Das Findelkind von Sponsheim - Vom Sponsheimer Acker nach New York
Gerhard Remmet, Bad Kreuznach
Bei der Digitalisierung des Personenstandsregisters der rheinhessischen Gemeinde Grolsheim fiel der Geburtseintrag Nr. 6 des Jahres 1810 besonders ins Auge: Christina Hanfacker geb. 23.07.1810 – ein Findelkind. Ein nicht alltägliches Ereignis! Es folgte der Entschluss, zu versuchen, den weiteren Lebensweg dieses Findelkindes zu verfolgen. Hierzu sollten in der Hauptsache die Spuren in den heute der Familienforschung zur Verfügung stehenden Internetplattformen genutzt werden.
Zum Zeitpunkt des Geburtseintrages war das heutige Rheinhessen ein Teil Frankreichs und als Departement Donnersberg (du Mont Tonnerre) etabliert und in Kantone gegliedert. Sponsheim gehörte zum Kanton Bingen und unterstand der Mairie (Bürgermeisterei) Büdesheim. Im Ort saß ein "Bürgeragent" in der Rolle des Ortsvorstehers mit einem Beigeordneten, der den Titel "Adjunkt" führte.

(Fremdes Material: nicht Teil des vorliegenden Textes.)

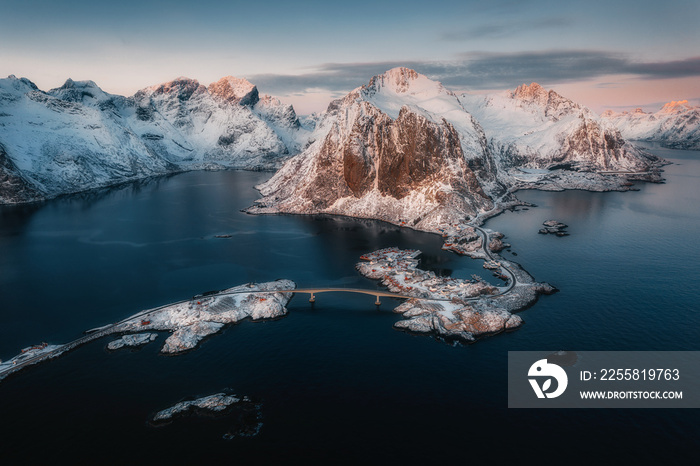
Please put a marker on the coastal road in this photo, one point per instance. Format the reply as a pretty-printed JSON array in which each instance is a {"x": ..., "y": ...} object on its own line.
[
  {"x": 485, "y": 242},
  {"x": 110, "y": 328}
]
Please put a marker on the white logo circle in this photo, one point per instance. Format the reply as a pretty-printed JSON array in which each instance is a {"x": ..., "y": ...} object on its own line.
[{"x": 542, "y": 369}]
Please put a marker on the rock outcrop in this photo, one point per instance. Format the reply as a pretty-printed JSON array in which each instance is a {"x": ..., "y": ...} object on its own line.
[{"x": 386, "y": 151}]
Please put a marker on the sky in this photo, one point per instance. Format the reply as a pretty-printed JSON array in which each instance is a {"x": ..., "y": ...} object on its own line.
[{"x": 617, "y": 54}]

Agent in Sponsheim war der bisherige Bürgermeister Andreas Weinheimer, Adjunkt der Lehrer der Sponsheimer Schule, Johann Mohr. Für beide wurde die Amtsführung schwierig, als im Jahre 1798 Französisch als alleinige Amtssprache eingeführt wurde. Vor allem mussten die Eintragungen in das neu eingeführte Personenstandsregister in französischer Sprache erfolgen. Es gab in Sponsheim keinen Bürger, der imstande und bereit gewesen wäre, diese Vorschrift zu befolgen.[Anm. 1]
Vielleicht wurden deshalb in den Jahren 1808 bis 1817 die Personenstandsregister von Sponsheim vorübergehend in der Mairie Grolsheim geführt. So findet sich die Eintragung des Sponsheimer Findelkindes Christina Hanfacker im Personenstandsregister der Gemeinde Grolsheim. Dort findet sich dann der Akt Nr. 6, der besagt, dass am 23.07.1810 im Acker zu Sponsheim durch den 44-jährigen Sponsheimer Tagelöhner Johann Schober ein etwa 3 Wochen alter weiblicher Säugling gefunden wurde. Der Säugling lag in der Gemarkung Sponsheimer in der Flur „hinter dem Dorf“, mit einem Hemdchen bekleidet und in einen Lumpen aus Sackleinen gewickelt. An diesem befanden sich keine Zahlen oder Buchstaben, welche Rückschlüsse auf die Herkunft zuließen. Dem Kind war auch keine weitere Nachricht beigelegt. Dem Kind wurde in dem Akt der Name Christina Hanfacker zugeschrieben. Der Tag des Auffindens wurde auch als Geburtsdatum eingetragen obwohl der Säugling da bereits 3 Wochen alt war.
Es scheint offensichtlich, dass bei der Namensgebung der Fundort des Kindes eine Rolle gespielt hat. Man kann vermuten, dass der Fundort des Kindes selbst bzw. ein unmittelbar daneben liegender Acker ein Hanffeld – also Hanfacker – war. Somit dürfte der Name Hanfacker aus diesem Grunde gewählt worden sein.
Leider lässt sich keine genauere Lokalisierung mehr vornehmen. Der im Akt genannte Flurname „Hinter dem Dorf“ findet sich so nicht in den Aufzeichnungen. Im Digitalen Flurnamenlexikon für Rheinland-Pfalz sind 1848 die ähnlichen Flurnamen „Hinter dem Unterdorf“ und „hinterm Oberdorf“ nachweisbar, möglich dass es sich um einen der beiden Flure gehandelt hat.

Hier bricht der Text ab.